Above described scenario is the cause for application hangs/corruption, zenfs utility manifests it as a hang, where as in myrocks, it manifests as a corruption. This can be reproduced as below. Running Sysbench prepare on MyRocks with below configuration (Note target_file_size_base=32mb) and creating a database with 500 million rows per table and 16 tables, will create this issue. Below is the needed .cnf file.
[mysqld]
rocksdb_max_row_locks=1000M
plugin-load-add=rocksdb=ha_rocksdb.so
skip-innodb
rocksdb
default-storage-engine=rocksdb
default-tmp-storage-engine=MyISAM
ssl=0
skip-log-bin
# Disabling symbolic-links is recommended to prevent assorted security risks
symbolic-links=0
# general
table_open_cache = 200000
table_open_cache_instances=64
back_log=3500
max_connections=4000
# files
max_prepared_stmt_count=1000000
rocksdb_max_open_files=-1
rocksdb_max_background_jobs=8
rocksdb_max_total_wal_size=4G
rocksdb_block_size=16384
rocksdb_table_cache_numshardbits=6
# rate limiter
rocksdb_bytes_per_sync=16777216
rocksdb_wal_bytes_per_sync=4194304
#rocksdb_rate_limiter_bytes_per_sec=104857600 #100MB/s
#
# # triggering compaction if there are many sequential deletes
rocksdb_compaction_sequential_deletes_count_sd=1
rocksdb_compaction_sequential_deletes=199999
rocksdb_compaction_sequential_deletes_window=200000
rocksdb_default_cf_options="write_buffer_size=512m;target_file_size_base=32m;max_bytes_for_level_base=1024m;max_write_buffer_number=4;level0_file_num_compaction_trigger=4;level0_slowdown_writes_trigger=20;level0_stop_writes_trigger=30;max_write_buffer_number=4;block_based_table_factory={cache_index_and_filter_blocks=1;filter_policy=bloomfilter:10:false;whole_key_filtering=0};level_compaction_dynamic_level_bytes=true;optimize_filters_for_hits=true;memtable_prefix_bloom_size_ratio=0.05;prefix_extractor=capped:12;compaction_pri=kMinOverlappingRatio;compression=kLZ4Compression;bottommost_compression=kLZ4Compression;compression_opts=-14:4:0"

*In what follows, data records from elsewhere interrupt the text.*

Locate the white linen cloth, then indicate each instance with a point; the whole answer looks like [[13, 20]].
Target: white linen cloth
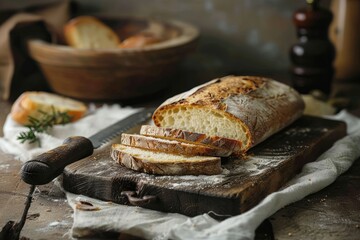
[[151, 224]]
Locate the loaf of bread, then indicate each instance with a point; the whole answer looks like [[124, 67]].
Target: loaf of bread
[[172, 146], [244, 108], [88, 32], [232, 145], [33, 103], [164, 163]]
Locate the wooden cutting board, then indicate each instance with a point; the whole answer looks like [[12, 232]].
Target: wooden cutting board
[[243, 183]]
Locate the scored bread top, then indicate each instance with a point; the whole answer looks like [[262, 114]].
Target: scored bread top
[[88, 32], [32, 103], [246, 108]]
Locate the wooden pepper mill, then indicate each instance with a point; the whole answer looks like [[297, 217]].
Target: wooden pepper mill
[[312, 57]]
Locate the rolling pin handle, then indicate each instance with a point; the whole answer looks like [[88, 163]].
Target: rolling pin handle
[[47, 166], [136, 201]]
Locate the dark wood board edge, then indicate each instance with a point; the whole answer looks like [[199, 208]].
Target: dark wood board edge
[[280, 176], [226, 205]]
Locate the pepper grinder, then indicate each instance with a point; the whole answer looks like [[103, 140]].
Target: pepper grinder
[[312, 57]]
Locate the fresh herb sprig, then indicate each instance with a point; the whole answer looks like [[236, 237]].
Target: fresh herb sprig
[[42, 123]]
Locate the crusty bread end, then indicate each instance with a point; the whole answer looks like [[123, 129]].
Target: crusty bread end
[[32, 103]]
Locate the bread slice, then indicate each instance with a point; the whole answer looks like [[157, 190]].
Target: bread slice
[[245, 108], [164, 163], [88, 32], [172, 146], [232, 145], [33, 103]]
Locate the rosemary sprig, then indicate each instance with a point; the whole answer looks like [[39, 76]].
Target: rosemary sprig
[[43, 123]]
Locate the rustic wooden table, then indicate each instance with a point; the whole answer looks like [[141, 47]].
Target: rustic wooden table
[[332, 213]]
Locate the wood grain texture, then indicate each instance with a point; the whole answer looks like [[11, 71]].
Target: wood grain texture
[[243, 183]]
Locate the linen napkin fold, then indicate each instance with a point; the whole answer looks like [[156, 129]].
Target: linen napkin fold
[[95, 120], [149, 224]]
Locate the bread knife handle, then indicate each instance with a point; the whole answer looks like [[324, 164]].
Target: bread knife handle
[[47, 166]]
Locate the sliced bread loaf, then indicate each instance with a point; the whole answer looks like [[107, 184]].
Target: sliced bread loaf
[[88, 32], [245, 108], [172, 146], [232, 145], [164, 163], [34, 103]]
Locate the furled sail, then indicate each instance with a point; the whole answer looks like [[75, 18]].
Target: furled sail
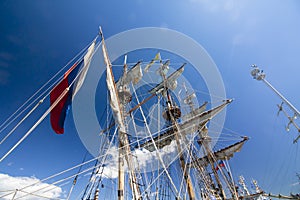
[[222, 154], [114, 100], [169, 81], [195, 121], [134, 75]]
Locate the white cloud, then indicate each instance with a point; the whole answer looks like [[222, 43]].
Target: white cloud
[[10, 184]]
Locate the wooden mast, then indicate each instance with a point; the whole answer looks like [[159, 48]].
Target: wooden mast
[[172, 113], [124, 149]]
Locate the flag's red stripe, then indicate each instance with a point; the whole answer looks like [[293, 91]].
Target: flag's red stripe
[[58, 111]]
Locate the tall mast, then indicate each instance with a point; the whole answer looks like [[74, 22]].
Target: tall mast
[[117, 106], [172, 113], [261, 76], [204, 141]]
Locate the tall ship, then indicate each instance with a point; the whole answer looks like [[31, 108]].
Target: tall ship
[[154, 141]]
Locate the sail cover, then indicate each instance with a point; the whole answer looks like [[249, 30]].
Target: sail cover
[[72, 81], [114, 100], [134, 75], [222, 154], [170, 81]]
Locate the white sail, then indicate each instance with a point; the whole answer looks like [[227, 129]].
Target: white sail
[[114, 100], [170, 81], [134, 75], [87, 60]]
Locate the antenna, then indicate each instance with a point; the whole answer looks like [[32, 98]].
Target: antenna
[[259, 75]]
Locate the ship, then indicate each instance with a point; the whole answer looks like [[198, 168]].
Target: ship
[[169, 155]]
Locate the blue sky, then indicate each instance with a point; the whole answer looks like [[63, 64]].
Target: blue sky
[[37, 38]]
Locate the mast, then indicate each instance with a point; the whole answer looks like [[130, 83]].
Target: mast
[[261, 76], [171, 114], [117, 106], [204, 141]]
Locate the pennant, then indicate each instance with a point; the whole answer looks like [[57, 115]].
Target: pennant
[[69, 85]]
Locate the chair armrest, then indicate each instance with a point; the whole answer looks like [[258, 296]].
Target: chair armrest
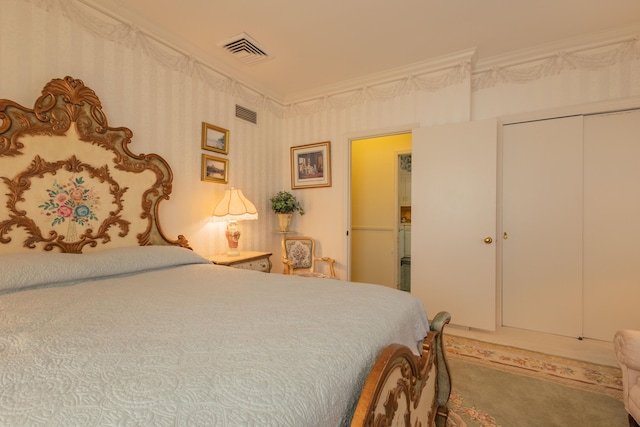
[[627, 347], [288, 266], [331, 261]]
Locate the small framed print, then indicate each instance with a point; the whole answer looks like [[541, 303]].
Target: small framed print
[[215, 138], [311, 165], [215, 169]]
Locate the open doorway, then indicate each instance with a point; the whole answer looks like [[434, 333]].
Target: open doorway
[[375, 211]]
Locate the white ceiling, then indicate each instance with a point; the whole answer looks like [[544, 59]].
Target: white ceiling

rocksdb_max_subcompactions=4
rocksdb_compaction_readahead_size=16m
rocksdb_use_direct_reads=ON
rocksdb_use_direct_io_for_flush_and_compaction=ON
[mysqld_safe]
thp-setting=never
If this issue is hit, mysql fails to start with a corruption error message:
[ERROR] [MY-000000] [Server] Plugin rocksdb reported: 'Error opening instance, Status Code: 2, Status: Corruption: file is too short (27556940 bytes) to be an sstable./.rocksdb/031176.sst'
But zenfs list command will list it as a valid file.

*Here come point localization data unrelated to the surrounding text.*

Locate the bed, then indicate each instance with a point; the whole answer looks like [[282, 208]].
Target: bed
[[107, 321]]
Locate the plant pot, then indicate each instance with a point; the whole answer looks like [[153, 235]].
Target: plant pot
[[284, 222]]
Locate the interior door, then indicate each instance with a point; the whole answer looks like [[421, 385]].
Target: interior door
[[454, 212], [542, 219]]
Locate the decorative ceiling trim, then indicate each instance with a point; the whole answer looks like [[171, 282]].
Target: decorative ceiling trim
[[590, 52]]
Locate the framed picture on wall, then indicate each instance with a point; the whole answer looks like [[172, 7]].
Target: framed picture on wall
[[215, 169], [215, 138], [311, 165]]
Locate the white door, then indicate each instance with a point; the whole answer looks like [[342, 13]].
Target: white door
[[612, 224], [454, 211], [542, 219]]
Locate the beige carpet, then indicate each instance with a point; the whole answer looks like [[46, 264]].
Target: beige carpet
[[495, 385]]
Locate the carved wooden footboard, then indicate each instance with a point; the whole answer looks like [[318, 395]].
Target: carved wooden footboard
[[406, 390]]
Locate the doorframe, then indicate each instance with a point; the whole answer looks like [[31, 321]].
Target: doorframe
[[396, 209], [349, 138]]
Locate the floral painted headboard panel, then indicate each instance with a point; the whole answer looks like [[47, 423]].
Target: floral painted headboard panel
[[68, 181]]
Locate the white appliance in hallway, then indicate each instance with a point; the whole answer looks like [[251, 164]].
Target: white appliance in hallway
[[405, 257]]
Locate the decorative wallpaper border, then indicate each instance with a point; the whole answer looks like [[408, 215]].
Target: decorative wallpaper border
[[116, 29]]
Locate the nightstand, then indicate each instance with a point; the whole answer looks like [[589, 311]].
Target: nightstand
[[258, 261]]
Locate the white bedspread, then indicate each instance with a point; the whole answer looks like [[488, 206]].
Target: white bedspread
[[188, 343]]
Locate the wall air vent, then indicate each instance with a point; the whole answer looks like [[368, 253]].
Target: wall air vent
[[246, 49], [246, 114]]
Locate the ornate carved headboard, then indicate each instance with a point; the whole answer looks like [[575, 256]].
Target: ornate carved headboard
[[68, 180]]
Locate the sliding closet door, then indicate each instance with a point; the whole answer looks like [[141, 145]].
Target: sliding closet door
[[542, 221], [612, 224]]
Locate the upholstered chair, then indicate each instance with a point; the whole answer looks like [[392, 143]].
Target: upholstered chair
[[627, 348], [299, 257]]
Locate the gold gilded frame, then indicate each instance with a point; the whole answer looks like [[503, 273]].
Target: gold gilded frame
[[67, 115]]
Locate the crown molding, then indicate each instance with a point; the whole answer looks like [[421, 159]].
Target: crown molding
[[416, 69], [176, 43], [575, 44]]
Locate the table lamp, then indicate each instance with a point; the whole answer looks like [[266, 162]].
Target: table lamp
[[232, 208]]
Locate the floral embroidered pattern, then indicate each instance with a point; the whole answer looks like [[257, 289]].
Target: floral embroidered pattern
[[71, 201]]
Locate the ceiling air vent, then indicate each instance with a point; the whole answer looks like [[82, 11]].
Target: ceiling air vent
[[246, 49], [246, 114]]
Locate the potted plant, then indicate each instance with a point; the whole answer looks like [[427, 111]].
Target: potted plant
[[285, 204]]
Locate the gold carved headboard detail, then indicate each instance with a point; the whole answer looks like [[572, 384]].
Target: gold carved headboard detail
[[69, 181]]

$ sudo ./zenfs list --zbd=nvme0n1 --path=./.rocksdb | grep 031176
27556940 Sep 23 2021 03:06:23 031176.sst
When we dump the metadata information, in the resulting json file, we can see this:
{"id":91857,"filename":"./.rocksdb/031176.sst","size":27556940,"hint":0,"extents":[ ]}
Here the file 031176.sst has a size of 27556940, but no extents are associated with it.
Even zenfs backup hangs for this file,
$ time sudo ./zenfs backup --zbd=nvme0n1 --path=/tmp/ --backup_path=./.rocksdb/031176.sst
./.rocksdb/031176.sst
^C
real 0m13.051s
user 0m13.007s
sys 0m0.019s
@aravind-wdc : What i think is going on here is that file size metadata gets persisted in a snapshot but the file has not been synced by the user before the crash (thus no extents has been stored). This is an inconsistency we could resolve by summing up the extents after mount and reducing the file size to the sum of the stored extents(0 in this case).

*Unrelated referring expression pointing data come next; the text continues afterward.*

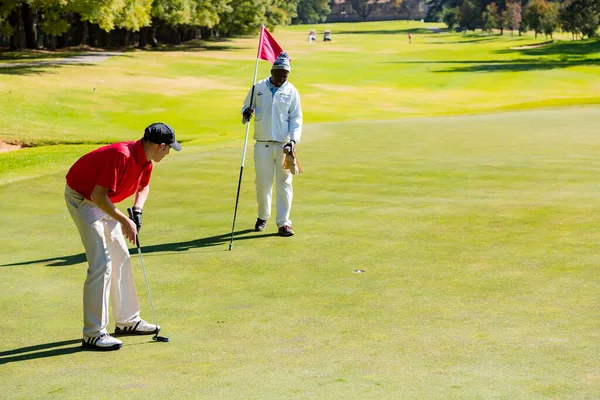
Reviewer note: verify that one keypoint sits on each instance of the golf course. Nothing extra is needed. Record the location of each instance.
(447, 226)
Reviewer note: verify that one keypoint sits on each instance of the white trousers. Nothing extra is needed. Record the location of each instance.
(109, 267)
(268, 162)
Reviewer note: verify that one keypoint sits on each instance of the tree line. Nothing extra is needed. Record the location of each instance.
(581, 18)
(105, 23)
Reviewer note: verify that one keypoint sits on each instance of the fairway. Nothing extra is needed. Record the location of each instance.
(461, 176)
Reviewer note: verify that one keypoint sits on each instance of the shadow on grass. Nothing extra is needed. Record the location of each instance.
(210, 241)
(519, 65)
(385, 32)
(41, 351)
(44, 67)
(466, 41)
(564, 49)
(215, 44)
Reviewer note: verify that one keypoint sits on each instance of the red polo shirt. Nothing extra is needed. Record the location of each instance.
(120, 167)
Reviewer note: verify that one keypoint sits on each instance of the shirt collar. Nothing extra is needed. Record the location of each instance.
(139, 153)
(271, 86)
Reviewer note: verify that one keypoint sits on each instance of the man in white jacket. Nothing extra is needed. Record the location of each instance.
(275, 102)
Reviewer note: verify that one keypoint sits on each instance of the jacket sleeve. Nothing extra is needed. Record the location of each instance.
(295, 118)
(246, 105)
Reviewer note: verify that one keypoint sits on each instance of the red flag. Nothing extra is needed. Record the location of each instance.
(268, 48)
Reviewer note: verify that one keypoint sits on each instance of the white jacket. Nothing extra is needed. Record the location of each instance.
(276, 117)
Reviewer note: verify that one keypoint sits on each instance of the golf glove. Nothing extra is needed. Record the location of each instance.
(248, 113)
(290, 147)
(136, 217)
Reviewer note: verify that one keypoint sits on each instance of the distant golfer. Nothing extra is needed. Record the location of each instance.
(96, 182)
(277, 128)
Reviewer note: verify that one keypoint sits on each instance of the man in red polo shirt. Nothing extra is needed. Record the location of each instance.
(96, 182)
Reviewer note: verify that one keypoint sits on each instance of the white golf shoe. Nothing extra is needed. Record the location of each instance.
(102, 342)
(139, 328)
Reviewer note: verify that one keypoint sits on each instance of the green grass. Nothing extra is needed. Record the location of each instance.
(476, 232)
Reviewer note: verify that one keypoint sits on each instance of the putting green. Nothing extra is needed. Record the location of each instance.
(476, 232)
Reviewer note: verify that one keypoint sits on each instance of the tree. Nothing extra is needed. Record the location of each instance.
(489, 17)
(410, 7)
(580, 17)
(468, 15)
(534, 15)
(450, 17)
(512, 15)
(550, 22)
(363, 8)
(281, 12)
(312, 11)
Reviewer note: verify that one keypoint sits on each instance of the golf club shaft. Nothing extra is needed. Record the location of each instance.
(137, 243)
(146, 279)
(237, 199)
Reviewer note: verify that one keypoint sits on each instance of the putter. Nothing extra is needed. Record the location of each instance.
(156, 338)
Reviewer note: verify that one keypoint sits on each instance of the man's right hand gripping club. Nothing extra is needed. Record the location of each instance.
(136, 216)
(248, 112)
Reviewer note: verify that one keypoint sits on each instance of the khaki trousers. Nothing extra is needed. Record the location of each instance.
(268, 162)
(109, 267)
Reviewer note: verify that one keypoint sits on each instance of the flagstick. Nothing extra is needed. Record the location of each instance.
(237, 197)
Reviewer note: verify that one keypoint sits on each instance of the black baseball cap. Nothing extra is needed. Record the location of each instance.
(161, 133)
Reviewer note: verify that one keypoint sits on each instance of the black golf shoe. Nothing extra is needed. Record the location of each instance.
(260, 225)
(286, 231)
(139, 328)
(104, 342)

I'm planning to add active-extent tracking in the metadata, which would enable us to recover up to the zone write pointer of the active extent's zone, but that will go in metadata format v2
As we can't reproduce this, let's detect and fix up file system inconsistencies when we can.
Created https://github.com/westerndigitalcorporation/zenfs/issues/95 to solve the file size inconsistency
"Zenfs list" command shows that a certain file is present within the file system. But backup command on that file would hang for that file. On dumping the metadata, it was showing that for that particular file, there was an entry in the file list, but the file did not have any valid extents associated with it. This issue can manifest as hangs or corruption issues for applications. Creating this github-issue to keep track of it.